With student achievement in the proverbial toilet, attendees will learn how electric school buses advance equity and how Elementary and Secondary School Emergency Relief (ESSER) dollars can promote equity. Another session focuses on using public education as the foundation for a “just, multiracial democracy,” where attendees will learn how to handle “relentless attacks from the far right.”
You’d think that historically low scores on the National Assessment of Educational Progress, which wiped out two decades of learning, would prompt a school board association to help members deal with that crisis and the enormous achievement gaps for minorities and low-income students.
They could talk about reallocating resources to close reading gaps for Black students in public schools, who are more than two years’ worth of learning behind White students in the fourth grade. A session on Florida using choice, transparency, and accountability to take the Sunshine State from one of the worst states in the nation to one of the best could help school board members deal with income-based educational discrimination.

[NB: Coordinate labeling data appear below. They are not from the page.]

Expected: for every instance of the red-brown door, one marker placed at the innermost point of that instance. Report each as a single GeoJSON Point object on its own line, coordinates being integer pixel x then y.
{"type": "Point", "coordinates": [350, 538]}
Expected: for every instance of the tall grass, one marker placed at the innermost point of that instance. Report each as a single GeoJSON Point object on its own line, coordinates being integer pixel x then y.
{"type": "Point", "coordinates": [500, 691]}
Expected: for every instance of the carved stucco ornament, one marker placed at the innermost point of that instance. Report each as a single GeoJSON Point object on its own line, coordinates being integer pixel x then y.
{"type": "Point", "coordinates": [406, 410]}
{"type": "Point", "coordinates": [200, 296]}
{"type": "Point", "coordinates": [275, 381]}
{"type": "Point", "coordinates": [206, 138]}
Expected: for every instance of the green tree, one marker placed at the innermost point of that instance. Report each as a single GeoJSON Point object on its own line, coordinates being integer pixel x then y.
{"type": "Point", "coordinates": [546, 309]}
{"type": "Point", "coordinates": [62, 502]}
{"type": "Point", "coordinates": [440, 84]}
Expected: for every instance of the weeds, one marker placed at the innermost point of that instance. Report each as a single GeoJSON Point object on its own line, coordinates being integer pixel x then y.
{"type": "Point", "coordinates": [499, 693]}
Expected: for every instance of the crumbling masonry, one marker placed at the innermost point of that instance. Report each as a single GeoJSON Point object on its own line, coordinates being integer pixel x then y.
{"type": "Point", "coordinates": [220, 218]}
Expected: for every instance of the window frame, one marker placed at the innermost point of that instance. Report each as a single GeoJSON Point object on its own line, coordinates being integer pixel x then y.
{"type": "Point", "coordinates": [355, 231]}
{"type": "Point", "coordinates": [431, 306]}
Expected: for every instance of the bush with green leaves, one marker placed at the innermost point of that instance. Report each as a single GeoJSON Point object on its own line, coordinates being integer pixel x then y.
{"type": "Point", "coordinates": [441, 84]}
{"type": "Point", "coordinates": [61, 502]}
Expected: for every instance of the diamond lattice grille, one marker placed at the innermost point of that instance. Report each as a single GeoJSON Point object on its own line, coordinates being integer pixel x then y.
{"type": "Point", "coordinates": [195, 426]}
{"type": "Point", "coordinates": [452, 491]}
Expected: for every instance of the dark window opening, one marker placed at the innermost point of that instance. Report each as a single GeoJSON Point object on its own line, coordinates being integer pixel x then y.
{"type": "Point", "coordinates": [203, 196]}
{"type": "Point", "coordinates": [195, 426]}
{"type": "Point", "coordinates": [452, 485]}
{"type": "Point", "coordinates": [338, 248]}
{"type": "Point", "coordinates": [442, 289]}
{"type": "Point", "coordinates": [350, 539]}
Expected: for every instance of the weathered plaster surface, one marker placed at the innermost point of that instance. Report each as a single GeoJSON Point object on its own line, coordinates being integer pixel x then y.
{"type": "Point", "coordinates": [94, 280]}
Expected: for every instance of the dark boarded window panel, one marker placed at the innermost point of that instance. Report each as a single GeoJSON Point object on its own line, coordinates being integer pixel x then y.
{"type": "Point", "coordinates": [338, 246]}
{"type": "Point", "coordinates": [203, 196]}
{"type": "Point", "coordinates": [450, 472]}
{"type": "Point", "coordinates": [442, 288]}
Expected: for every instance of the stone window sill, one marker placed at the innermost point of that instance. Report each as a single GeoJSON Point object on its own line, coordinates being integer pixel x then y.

Only 9% of Black eighth-graders in this country and just 14% of Hispanic students are proficient in math, compared to 34% of White students. Florida still has achievement gaps, but that’s largely because both income-based cohorts have strong gains. Between 2003 and 2022, fourth-grade math proficiency for Florida’s low-income kids jumped from 16% to 29%, while the national average only moved from 15% to 20%.
Race-based and income-based educational discrimination is also perpetuated by school officials here in Kansas. The majority of Hispanic, Black, and low-income high school students are below grade level. White students are about five times more likely to be proficient than Black students, and those who are not low-income are three times more likely to be proficient than kids from low-income families.
But too many public school officials show disdain for academic preparation, even in the face of an achievement crisis.
Per-student spending in Kansas was almost $17,000 last year, but school officials barely allocated half of their spending to instruction (costs associated with the direct interactions between students and teachers). The Kansas Department of Education says instruction is “the most important part of the education program, the very foundation on which everything else is built. If this function fails to perform at the needed level, the whole educational program is doomed to failure regardless of how well the other functions perform.”
Yet despite having more students below grade level than proficient and a $539 million funding increase, school officials allocated the lowest portion of total spending to instruction in recorded history. Just 52.8% of almost $7.9 billion was spent on direct interactions between students and teachers last year.
The Kansas Department of Education is celebrating record graduation rates, despite knowing that many who received diplomas cannot read and do math at grade level. As the late great Walter Williams said, “It’s grossly dishonest for the education establishment and politicians to boast about unprecedented graduation rates when the high school diplomas, for the most part, do not represent academic achievement. At best, they certify attendance.”
Equity in today’s education parlance means stifling the performance of higher achievers and telling low-income kids and minorities that they aren’t capable of doing better. Education officials instead should focus on equality in opportunities and ensure that resources go to those who need the most help (and are just as intelligent as their peers).